Avendoci lasciato quasi sei anni a bocca asciutta, ad eccezione del singolo “Demon’s Eye”, il nostro approccio a questo nuovissimo “Fatal Encounter” appare sin dall’inizio carico di curiosità, ma anche provvisto di una punta di scetticismo, data probabilmente dalle esperienze pregresse con altre formazioni analoghe, che dopo un certo tempo si sono come appiattite nella moltitudine di prodotti affini, sprovvisti però della giusta carica tecnica ed emotiva.
Fortunatamente, a parte la ganzissima copertina di stampo dichiaratamente anni ’80, i primi vagiti in concomitanza della opener “Thunderblood” sembrano sin da subito in linea col livello qualitativo cui gli Air Raid ci avevano abituato: una buona dose di cattiveria metallica abbinata ad un utilizzo delle melodie che strizza un occhio all’AOR, tanto headbanging e, soprattutto, un ritornello che prende e si pianta in testa senza fatica. Discorso simile anche per “Lionheart”, che tiene relativamente pigiato il pedale dell’acceleratore, per poi allentarlo nella successiva “In Solitude”, la quale fa sfoggio di un parziale sentore di malinconico, seppur sempre con lo sguardo ben puntato nella direzione predominante dell’intera opera – la cui durata peraltro si attesta su un minutaggio non eccessivo, in quanto i pezzi effettivi sono solamente sette, con in più un intermezzo strumentale neoclassico e una chicca di cui parleremo a breve; tutto come vuole la tradizione del periodo d’oro dell’heavy metal vecchia scuola, insomma!

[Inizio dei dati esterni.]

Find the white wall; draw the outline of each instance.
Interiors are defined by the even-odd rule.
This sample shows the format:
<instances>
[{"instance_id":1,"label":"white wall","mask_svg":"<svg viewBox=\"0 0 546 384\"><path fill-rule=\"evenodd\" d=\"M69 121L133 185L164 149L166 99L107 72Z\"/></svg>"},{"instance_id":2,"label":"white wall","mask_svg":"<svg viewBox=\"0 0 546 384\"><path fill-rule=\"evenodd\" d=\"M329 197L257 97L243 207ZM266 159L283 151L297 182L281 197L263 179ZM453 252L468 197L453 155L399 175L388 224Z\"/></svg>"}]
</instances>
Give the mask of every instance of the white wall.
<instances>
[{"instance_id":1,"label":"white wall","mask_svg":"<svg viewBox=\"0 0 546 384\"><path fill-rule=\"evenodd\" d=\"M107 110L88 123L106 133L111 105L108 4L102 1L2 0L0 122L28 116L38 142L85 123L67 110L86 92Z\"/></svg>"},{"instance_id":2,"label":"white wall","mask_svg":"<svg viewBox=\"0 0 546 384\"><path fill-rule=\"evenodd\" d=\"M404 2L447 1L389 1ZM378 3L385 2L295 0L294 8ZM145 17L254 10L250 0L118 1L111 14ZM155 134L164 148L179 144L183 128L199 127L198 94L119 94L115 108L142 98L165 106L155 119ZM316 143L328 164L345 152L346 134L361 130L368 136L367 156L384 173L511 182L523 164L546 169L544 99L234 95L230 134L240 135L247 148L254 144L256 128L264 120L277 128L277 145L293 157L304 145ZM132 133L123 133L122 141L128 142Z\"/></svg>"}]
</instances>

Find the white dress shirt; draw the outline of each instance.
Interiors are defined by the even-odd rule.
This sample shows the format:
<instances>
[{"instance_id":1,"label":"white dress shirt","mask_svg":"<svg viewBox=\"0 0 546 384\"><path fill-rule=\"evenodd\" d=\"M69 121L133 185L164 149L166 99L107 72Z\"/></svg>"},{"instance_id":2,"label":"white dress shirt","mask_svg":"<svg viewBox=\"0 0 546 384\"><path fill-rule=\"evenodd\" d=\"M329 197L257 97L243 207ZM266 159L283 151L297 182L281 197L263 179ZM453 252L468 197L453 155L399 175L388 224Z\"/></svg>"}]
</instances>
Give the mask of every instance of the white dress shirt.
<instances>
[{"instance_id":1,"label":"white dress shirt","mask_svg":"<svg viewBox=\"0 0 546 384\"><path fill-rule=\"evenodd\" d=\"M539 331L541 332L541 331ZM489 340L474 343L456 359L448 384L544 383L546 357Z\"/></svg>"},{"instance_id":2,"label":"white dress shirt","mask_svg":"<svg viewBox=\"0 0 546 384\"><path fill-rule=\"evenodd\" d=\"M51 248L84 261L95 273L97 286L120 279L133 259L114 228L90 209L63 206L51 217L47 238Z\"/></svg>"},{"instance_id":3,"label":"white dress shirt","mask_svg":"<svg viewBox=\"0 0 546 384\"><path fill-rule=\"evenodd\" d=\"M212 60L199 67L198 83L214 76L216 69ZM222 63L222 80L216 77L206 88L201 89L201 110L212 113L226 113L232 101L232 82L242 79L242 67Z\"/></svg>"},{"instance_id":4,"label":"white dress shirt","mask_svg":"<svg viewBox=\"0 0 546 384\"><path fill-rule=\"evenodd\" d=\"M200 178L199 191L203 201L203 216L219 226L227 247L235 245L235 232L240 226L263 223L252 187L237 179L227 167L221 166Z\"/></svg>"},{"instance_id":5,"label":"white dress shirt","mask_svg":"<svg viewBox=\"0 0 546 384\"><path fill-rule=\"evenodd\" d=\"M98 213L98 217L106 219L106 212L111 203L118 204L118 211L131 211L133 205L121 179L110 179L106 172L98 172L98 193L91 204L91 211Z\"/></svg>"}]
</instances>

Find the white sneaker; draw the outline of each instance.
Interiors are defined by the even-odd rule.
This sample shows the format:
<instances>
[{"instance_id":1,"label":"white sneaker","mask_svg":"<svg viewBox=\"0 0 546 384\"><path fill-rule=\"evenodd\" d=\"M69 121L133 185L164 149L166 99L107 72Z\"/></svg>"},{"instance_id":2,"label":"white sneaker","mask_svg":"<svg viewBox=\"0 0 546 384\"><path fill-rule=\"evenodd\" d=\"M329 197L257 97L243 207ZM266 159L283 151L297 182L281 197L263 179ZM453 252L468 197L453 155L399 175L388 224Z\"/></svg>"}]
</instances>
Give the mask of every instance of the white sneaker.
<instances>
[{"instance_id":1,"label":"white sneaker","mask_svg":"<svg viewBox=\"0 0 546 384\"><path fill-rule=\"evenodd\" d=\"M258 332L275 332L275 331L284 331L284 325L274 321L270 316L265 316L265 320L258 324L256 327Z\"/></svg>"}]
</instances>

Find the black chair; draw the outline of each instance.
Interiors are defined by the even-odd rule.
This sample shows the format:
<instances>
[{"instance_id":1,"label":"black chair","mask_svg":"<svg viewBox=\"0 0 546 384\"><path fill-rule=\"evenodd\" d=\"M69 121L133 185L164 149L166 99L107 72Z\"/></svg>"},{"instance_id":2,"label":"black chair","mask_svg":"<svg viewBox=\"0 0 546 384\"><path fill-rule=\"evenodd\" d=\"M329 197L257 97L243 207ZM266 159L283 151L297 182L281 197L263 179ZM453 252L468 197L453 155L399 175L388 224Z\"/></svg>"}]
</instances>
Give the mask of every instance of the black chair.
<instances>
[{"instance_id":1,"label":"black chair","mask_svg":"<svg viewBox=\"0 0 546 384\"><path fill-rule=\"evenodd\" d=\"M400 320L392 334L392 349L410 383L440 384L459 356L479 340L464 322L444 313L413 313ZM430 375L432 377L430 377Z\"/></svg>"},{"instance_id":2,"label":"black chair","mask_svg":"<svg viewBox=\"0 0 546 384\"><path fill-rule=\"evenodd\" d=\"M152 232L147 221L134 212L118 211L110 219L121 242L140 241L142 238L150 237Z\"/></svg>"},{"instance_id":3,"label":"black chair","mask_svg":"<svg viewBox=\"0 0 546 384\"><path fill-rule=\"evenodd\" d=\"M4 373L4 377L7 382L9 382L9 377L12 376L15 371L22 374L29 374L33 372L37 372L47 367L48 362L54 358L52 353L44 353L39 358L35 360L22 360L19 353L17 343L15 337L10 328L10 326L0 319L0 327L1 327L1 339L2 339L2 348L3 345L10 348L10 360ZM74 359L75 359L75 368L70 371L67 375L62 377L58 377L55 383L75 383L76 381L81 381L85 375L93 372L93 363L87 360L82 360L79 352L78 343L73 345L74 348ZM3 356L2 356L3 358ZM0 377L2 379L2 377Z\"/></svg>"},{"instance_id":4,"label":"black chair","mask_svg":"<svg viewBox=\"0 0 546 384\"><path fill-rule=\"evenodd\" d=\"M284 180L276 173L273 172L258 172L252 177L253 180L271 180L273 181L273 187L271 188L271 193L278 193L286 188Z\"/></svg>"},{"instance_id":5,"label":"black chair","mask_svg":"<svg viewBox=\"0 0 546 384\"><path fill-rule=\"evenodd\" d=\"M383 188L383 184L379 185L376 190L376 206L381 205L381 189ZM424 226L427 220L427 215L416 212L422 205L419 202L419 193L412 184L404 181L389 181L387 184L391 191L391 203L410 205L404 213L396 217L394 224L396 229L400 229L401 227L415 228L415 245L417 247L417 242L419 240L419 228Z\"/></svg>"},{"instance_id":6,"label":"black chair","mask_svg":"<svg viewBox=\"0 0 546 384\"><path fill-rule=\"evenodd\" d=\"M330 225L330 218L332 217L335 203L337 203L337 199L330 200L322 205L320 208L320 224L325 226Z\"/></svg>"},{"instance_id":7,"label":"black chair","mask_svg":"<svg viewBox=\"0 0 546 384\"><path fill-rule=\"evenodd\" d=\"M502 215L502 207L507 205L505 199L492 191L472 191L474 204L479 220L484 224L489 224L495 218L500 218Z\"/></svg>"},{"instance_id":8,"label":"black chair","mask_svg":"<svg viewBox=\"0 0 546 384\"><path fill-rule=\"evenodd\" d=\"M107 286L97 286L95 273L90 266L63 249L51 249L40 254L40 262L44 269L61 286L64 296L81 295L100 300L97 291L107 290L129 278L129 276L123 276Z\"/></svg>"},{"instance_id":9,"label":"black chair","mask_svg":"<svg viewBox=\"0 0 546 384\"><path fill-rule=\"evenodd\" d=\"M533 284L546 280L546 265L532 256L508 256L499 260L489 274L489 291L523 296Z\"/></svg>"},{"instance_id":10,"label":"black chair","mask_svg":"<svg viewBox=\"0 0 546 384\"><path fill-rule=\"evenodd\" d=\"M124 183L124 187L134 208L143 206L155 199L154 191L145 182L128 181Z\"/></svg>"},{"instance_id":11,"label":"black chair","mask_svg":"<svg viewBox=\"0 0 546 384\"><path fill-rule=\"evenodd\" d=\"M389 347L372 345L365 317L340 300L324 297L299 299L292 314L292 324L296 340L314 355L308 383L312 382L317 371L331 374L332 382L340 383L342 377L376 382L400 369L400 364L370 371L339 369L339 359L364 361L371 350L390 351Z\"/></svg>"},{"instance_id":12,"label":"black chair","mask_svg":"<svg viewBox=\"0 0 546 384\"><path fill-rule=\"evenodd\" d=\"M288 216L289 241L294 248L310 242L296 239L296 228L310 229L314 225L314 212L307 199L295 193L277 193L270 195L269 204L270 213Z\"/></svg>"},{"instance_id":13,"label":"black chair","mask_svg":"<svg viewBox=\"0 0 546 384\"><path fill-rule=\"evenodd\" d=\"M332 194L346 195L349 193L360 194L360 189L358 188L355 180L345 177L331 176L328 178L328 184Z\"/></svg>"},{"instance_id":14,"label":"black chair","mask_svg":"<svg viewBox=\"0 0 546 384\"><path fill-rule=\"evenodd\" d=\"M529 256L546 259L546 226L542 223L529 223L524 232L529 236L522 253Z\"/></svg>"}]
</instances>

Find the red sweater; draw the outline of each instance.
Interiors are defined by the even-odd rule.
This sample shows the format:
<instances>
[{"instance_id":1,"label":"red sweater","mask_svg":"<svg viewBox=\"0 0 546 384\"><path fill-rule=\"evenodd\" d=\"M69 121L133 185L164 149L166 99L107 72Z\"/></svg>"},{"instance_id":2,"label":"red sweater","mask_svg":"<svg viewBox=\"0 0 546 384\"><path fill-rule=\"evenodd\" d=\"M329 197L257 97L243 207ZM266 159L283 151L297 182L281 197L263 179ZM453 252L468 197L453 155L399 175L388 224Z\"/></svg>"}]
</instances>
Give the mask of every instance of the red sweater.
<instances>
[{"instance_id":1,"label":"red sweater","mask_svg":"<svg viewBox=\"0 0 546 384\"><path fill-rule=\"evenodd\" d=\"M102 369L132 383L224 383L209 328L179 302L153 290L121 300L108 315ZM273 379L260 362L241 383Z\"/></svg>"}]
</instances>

“See The Light” è un prosieguo coerente e perfettamente composto, che di fatto non arranca e non cede in alcun modo terreno rispetto al resto della scaletta, tutelando la nostra voglia di headbanging e voce al vento, cui segue il sopracitato intermezzo “Sinfonia”, chiaramente ispirato al lavoro alla sei corde del Maestro Yngwie J. Malmsteen, degno idolo di un combo di musicisti determinati a mantenere ben saldo l’amore per un certo tipo di approccio al songwriting e alla valorizzazione solistica.
Ci avviciniamo alla parte finale con la più lunga “Edge Of A Dream”, se possibile ancora più ottantiana rispetto alle precedenti, per via di quella parvenza generale cadenzata e potenzialmente ficcante nel giusto contesto, come ad esempio la colonna sonora di un film americano dei bei tempi che furono. Molto più tetra e pessimista invece “Let The Kingdom Burn”, anch’essa dal ritmo preciso e pregna di una rabbia perfettamente udibile nell’interpretazione del vocalist Fredrik Werner, la cui ugola rappresenta senza dubbio uno dei punti di forza della produzione.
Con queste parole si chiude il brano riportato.